Il governo sta lavorando a un piano di compensazione per la floricoltura, parte dell’orticoltura alimentare e i coltivatori di patate. La spesa prevista è di circa 650 milioni di euro, scrive Carola Schouten, ministro per l’agricoltura, la natura e la qualità alimentare, in una lettera alla Camera dei rappresentanti.

Le disposizioni generali non aiutano abbastanza

Le aziende possono già trarre vantaggio dagli accordi generali annunciati per il sostegno alla liquidità e al costo del lavoro durante la crisi legata al Coronavirus. Tuttavia, gli imprenditori del settore agricolo si trovano ad affrontare una combinazione di fattori e non sono sufficientemente aiutati dai regimi esistenti. “Qui stiamo trattando con aziende che si trovano in una posizione unica. Non puoi smettere di coltivare ” ha detto il ministro.

I coltivatori di piante ornamentali e molti orticoltori si trovano di fronte a una produzione continua, ma quasi non hanno un fatturato. I loro prodotti hanno una durata di conservazione scarsa o assente e sono difficili da elaborare in qualsiasi altro modo.
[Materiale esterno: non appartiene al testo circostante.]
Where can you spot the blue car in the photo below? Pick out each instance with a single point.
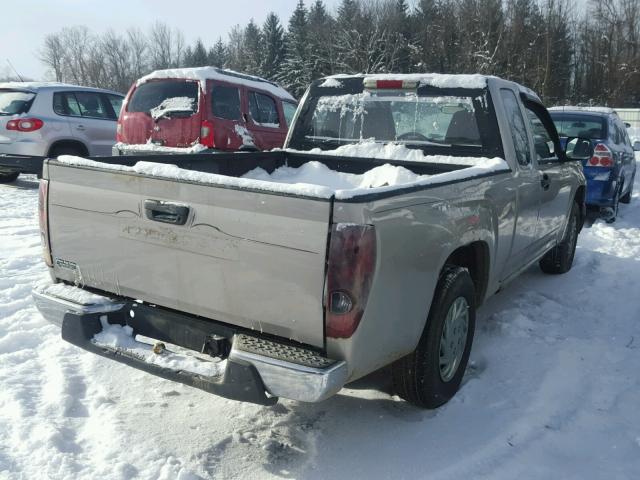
(611, 169)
Inoltre, le aziende del settore agricolo normalmente raggiungono il picco di produzione, fatturato e occupazione nei mesi di marzo, aprile e maggio.

Compensazione per la contrazione delle vendite

I coltivatori di piante ornamentali e parte dell’orticoltura alimentare possono beneficiare di un contributo finanziario aggiuntivo. La compensazione è destinata, tra l’altro, a sostenere i costi del lavoro.
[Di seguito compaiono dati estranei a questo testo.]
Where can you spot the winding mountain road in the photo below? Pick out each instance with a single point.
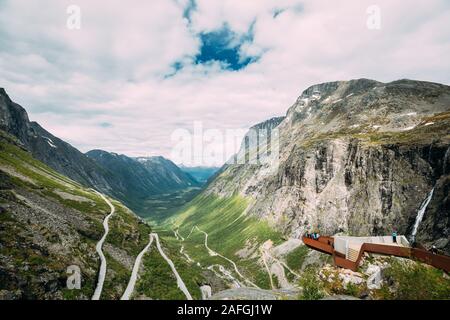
(180, 282)
(98, 248)
(214, 253)
(133, 278)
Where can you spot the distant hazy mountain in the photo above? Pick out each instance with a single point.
(201, 174)
(47, 148)
(354, 156)
(120, 176)
(137, 178)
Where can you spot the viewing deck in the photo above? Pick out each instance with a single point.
(347, 252)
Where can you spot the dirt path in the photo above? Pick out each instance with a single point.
(133, 278)
(98, 248)
(180, 282)
(213, 253)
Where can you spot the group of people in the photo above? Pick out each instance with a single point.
(313, 235)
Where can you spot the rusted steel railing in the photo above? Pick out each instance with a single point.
(325, 245)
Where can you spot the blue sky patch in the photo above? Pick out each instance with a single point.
(223, 45)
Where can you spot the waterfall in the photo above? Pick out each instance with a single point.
(444, 166)
(420, 213)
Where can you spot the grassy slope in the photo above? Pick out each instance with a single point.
(229, 230)
(128, 233)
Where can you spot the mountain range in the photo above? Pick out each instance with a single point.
(128, 179)
(357, 157)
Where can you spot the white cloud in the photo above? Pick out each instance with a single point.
(112, 70)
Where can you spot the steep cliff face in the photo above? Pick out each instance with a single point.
(355, 157)
(54, 152)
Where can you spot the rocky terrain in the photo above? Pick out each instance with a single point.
(127, 179)
(355, 157)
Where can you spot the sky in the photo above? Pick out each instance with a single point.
(137, 74)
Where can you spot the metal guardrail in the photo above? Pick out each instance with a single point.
(325, 245)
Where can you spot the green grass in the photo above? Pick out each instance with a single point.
(296, 257)
(229, 228)
(312, 287)
(413, 281)
(157, 280)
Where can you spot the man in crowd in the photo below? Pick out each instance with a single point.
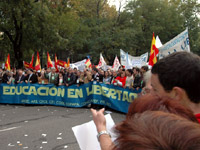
(31, 77)
(177, 76)
(52, 76)
(19, 77)
(95, 74)
(69, 77)
(6, 77)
Il regime si applica alle società che hanno subìto un forte calo del fatturato nei mesi marzo, aprile e maggio 2020 rispetto agli stessi mesi del 2017-2019. Il primo 30% della perdita di entrate è visto come un rischio imprenditoriale, ma il governo compensa gran parte del resto.

Risarcimento per le produzioni di patate in giacenza

I coltivatori di patate ricevono un risarcimento per le patate in giacenza, che non possono più essere trasformate in patatine fritte in questa stagione. La commissione è pari al 40% del valore medio di mercato nel periodo settembre 2019-febbraio 2020.
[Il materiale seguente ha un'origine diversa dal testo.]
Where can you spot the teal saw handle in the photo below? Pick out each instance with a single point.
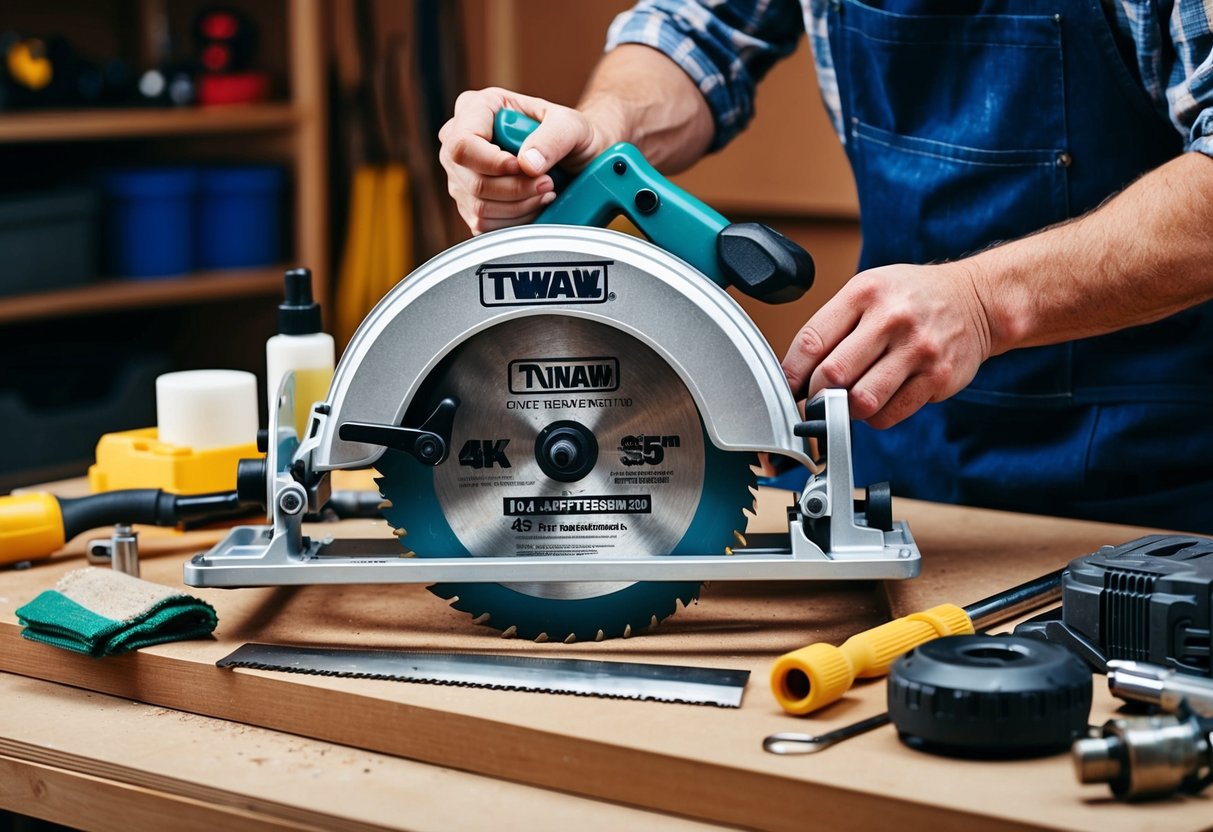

Il compenso per i coltivatori di piante ornamentali e gli orticoltori probabilmente costerà 600 milioni di euro, mentre quella per i coltivatori di patate circa 50 milioni.

Entrambi i sistemi saranno attuati dalla Netherlands Enterprise Agency (RVO). Maggiori dettagli saranno resi noti a breve, scrive il ministro.

Commissioni ridotte per le PMI (BL-C)

Il governo fornisce un ulteriore sostegno ad altri imprenditori del settore agricolo e orticolo. I costi delle commissioni per un prestito tramite garanzia del credito agricolo per le PMI (BL-C) sono stati ridotti. “Ciò ridurrà i costi di finanziamento per le PMI che sottoscrivono prestiti a breve termine”, scrive Schouten.

Il regime BL-C è stato elaborato anche in favore delle aziende che operano nel settore della pesca e dell’acquacoltura e che hanno problemi di liquidità a causa della crisi legata al Coronavirus. Il governo garantisce una percentuale dei prestiti ponte. Questa garanzia si applica alla produzione, trasformazione e commercializzazione dei prodotti della pesca e dell’acquacoltura. La misura è retroattiva fino al 18 marzo 2020.